Effect of replacing residues Val298 and Ile374 with different amino acids on the maturation and processing of pro-αIIb to mature αIIb.
Cells were cotransfected with cDNA constructs expressing control or mutant αIIb and control β3 subunits for 36 hours. Whole cell lysates were prepared and immunoprecipitated with antibodies to αIIb (B1B5 and M-148). Immunoblots were performed with another antibody to αIIb (PMI-1).

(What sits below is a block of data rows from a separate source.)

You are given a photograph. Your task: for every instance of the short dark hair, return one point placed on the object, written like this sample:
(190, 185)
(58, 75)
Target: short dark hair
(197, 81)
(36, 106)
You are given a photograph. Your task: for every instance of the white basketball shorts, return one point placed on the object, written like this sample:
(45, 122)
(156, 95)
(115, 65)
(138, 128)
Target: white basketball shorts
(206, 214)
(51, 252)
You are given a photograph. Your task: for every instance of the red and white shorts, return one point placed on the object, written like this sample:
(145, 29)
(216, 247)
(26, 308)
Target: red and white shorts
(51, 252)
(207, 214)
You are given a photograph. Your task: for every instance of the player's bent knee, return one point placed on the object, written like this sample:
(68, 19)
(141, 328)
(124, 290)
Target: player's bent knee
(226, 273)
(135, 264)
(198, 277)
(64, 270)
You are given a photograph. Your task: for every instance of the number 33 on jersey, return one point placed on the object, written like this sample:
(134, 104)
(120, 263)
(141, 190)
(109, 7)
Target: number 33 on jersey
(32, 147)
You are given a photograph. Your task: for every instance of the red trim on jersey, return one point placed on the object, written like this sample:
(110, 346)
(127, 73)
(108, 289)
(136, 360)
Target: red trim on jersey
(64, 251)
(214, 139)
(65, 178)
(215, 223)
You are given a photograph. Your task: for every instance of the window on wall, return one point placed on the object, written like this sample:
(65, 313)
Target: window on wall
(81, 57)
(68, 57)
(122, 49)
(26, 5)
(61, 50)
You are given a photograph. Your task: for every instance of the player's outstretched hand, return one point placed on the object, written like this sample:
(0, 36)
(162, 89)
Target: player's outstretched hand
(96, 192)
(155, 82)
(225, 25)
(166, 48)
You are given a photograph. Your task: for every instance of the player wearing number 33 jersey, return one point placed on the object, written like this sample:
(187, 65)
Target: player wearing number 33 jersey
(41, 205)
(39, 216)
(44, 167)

Bands representing pro-αIIb and mature αIIb are shown by arrows. (A) Schematic model of a calcium-binding loop showing residues numbered −3 to −1 and 1-12. The amino acid sequences of the second and third calcium-binding domains of αIIb are shown. The Val298 and Ile374 residues are underlined and the amino acids in the putative N-linked glycosylation site created by the Ile374Thr mutation are bracketed. The amino acid substitutions for residues Val298, Ile374, and Asn372 are shown in the boxes. (B) Immunoblot of cells expressing amino acid substitutions for residue Val298. (C) Immunoblot of cells expressing amino acid substitutions for residue Ile374. (D) Immunoblot of cells expressing amino acid substitutions for Ile374 and Asn372.